| dc.description.abstract | Circulating tumour cells (CTCs) provide a prognostic value in solid tumours including colorectal and breast. Enumeration of tumour cells from blood is becoming a common practice in informing prognosis and may guide therapy decisions. Enumeration alone does not capture heterogeneity of tumours and varying functional abilities of the CTCs to interact with the secondary microenvironment. Characterizing the isolated CTCs and assessing their functional abilities can track molecular changes in the disease progress.

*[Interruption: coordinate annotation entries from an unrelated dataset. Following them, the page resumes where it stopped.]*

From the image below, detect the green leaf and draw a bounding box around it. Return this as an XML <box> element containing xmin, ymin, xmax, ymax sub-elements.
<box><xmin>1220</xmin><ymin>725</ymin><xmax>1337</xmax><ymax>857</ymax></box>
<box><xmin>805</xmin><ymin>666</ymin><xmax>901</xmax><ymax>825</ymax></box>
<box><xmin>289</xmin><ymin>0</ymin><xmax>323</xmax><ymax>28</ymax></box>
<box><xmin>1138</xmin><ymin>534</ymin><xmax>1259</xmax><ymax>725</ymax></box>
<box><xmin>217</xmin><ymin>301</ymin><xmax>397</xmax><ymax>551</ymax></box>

As a step toward identifying functional features of CTCs that could aid in clinical decisions, this study was aimed at analyzing chemokine release profile in drug resistance and developing a CTC isolation technique based on extracellular matrix interactions.
Cancer cells release different chemokines and express chemokine receptors which together work to direct cell infiltrates in the tumour microenvironment. This work examined changes in the profile of chemokine release using a model of drug resistance based on the colorectal cancer cell line HT29 and its counterpart HT29-R that is resistant to the late-stage chemotherapy drug irinotecan (SN-38). Following an initial screening of mRNA expression through PCR and qPCR, five of the chemokines (CCL2, CCL15, CXCL8, CXCL12, and CCL20) were analyzed further for their release patterns amongst cell lines and peripheral blood of healthy volunteers and stage IV colorectal and breast cancer patients. The release pattern of chemokines in patient samples differed from the results of the in vitro drug-resistance model. Specific tumour location, previous therapies, and genetic variability are all examples of the factors that may provide unique patterns and complicate modelling for chemokine release in late-stage cancer. A detailed analysis revealed an upward trend for midkine (NEGF2) when baseline and 12 months plasma samples were compared. Migration studies may further reveal the consequences of this expression profile. Migration assays were carried out with Transwell® chambers and HepG2 cells to partially mimic the hepatic microenvironment. Such studies can guide future functional studies for isolated CTCs.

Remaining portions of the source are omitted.